Кричал он Красавице. Ее длинная шея, почти полностью высунувшаяся в окно, двигалась непривычно дергано и нервно, а из горла доносились звуки, которые я и по сей день вспоминаю с леденящим душу ужасом. Красавица задыхалась.
Шляпа застряла у нее в горле.
Старик мигом вскочил, а владелец магазинчика выбежал на улицу.
— Финеас, будь ты проклят, она приняла твою шляпу за дерево!
Я тоже вскочил и бессильно уставился на шею, которая дергалась туда-сюда. Я не мог поверить своим глазам. Красавица боролась с удушьем, судорожно извивалась, не в силах всунуть голову обратно в вагончик и выпрямиться.
Схватив шланг с водой, протянутый к бензоколонке, Старик открыл его на полную мощь, быстро влез на стенку вагончика со стороны Красавицы и попытался направить струю ей в горло.

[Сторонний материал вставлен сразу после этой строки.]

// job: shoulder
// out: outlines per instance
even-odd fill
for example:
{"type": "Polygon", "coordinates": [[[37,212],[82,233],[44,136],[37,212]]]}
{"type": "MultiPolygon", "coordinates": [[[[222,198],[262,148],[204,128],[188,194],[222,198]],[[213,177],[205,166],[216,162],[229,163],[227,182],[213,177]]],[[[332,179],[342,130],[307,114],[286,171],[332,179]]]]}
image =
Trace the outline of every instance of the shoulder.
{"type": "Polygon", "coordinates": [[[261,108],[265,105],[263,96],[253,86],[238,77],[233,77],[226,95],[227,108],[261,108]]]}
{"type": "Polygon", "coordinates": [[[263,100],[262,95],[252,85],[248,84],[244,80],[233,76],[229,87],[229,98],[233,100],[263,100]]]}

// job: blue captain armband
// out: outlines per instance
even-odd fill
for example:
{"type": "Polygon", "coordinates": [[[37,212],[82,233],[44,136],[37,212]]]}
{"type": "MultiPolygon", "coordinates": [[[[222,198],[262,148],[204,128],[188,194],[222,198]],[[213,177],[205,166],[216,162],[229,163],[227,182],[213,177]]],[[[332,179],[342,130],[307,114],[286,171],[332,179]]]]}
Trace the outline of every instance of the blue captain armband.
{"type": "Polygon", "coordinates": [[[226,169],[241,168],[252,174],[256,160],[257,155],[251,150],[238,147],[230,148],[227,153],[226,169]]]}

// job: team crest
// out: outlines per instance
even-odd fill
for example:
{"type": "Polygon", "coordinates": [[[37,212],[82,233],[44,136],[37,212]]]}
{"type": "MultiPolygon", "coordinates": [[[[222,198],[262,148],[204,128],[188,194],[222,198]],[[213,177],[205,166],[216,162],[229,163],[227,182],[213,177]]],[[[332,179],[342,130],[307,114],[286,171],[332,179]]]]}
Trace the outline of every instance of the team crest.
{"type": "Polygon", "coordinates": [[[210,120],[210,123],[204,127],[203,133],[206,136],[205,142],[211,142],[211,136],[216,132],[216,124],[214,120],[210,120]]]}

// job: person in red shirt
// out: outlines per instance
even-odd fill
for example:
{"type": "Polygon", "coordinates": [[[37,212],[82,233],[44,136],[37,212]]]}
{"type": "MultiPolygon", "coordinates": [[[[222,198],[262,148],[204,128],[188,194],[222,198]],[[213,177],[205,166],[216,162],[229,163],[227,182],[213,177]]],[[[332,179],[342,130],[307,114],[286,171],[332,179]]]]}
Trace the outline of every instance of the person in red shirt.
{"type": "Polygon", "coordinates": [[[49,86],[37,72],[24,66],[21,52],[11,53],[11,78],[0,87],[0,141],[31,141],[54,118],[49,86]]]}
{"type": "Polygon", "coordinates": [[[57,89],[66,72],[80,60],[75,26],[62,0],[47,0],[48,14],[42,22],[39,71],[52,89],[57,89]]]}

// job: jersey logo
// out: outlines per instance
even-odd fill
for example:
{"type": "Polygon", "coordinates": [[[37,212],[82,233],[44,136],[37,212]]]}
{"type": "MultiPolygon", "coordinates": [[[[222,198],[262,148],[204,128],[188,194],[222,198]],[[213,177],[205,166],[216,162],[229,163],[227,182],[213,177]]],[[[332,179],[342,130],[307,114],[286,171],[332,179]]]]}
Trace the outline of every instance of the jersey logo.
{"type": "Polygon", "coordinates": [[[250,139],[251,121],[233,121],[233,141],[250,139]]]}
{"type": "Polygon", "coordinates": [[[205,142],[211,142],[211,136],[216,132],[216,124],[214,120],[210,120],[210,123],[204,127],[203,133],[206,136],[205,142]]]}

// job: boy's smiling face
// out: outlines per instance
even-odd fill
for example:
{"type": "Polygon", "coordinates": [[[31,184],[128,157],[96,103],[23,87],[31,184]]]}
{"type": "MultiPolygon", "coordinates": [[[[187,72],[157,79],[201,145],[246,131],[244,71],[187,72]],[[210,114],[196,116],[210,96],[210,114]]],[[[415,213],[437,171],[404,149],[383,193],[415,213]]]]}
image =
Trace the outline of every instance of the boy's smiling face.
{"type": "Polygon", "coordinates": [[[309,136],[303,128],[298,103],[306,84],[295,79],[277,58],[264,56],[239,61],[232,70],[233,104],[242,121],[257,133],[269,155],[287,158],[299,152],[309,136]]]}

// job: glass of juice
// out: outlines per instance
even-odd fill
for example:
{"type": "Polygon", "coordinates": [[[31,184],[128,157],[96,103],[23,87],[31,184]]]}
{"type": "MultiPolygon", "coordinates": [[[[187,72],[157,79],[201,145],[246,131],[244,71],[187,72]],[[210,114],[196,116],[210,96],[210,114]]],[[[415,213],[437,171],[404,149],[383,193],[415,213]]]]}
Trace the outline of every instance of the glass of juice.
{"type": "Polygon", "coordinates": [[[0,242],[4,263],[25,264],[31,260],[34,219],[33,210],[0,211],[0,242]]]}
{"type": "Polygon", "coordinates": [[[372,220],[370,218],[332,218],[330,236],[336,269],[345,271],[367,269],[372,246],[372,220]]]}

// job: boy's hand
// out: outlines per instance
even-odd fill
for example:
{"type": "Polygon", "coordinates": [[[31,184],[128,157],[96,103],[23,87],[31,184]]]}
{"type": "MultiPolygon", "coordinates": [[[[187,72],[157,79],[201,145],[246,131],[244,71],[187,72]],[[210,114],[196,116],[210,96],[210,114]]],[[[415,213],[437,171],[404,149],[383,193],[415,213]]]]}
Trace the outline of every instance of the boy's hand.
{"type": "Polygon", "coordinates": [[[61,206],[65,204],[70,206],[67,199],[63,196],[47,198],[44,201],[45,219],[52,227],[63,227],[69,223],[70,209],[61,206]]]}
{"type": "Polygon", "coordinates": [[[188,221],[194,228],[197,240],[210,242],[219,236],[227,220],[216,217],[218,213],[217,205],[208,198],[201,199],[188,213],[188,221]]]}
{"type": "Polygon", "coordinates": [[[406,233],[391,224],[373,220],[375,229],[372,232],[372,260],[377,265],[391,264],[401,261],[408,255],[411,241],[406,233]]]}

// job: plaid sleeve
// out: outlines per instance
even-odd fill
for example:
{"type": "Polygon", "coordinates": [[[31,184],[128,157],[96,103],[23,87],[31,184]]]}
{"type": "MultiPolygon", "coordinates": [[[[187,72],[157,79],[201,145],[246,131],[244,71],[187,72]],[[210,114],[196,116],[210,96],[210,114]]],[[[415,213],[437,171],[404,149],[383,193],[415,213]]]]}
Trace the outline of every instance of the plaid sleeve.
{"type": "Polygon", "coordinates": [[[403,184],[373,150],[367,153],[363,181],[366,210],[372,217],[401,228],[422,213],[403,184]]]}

— Держи шланг! — крикнул он.
Я схватил его, а Старик сунул его конец бедолаге в рот. Вода текла из шланга бурливой рекой, наполнив огромный жирафий желудок, а потом мощной струей, точно гейзер, забила обратно, вымыв наружу шляпу. Красавица шумно чихнула и продолжила жевать свою жвачку.
Типчик в обносках схватил свой обслюнявленный головной убор и зашагал к мулу.
Старик слез на землю, владелец магазина выключил воду.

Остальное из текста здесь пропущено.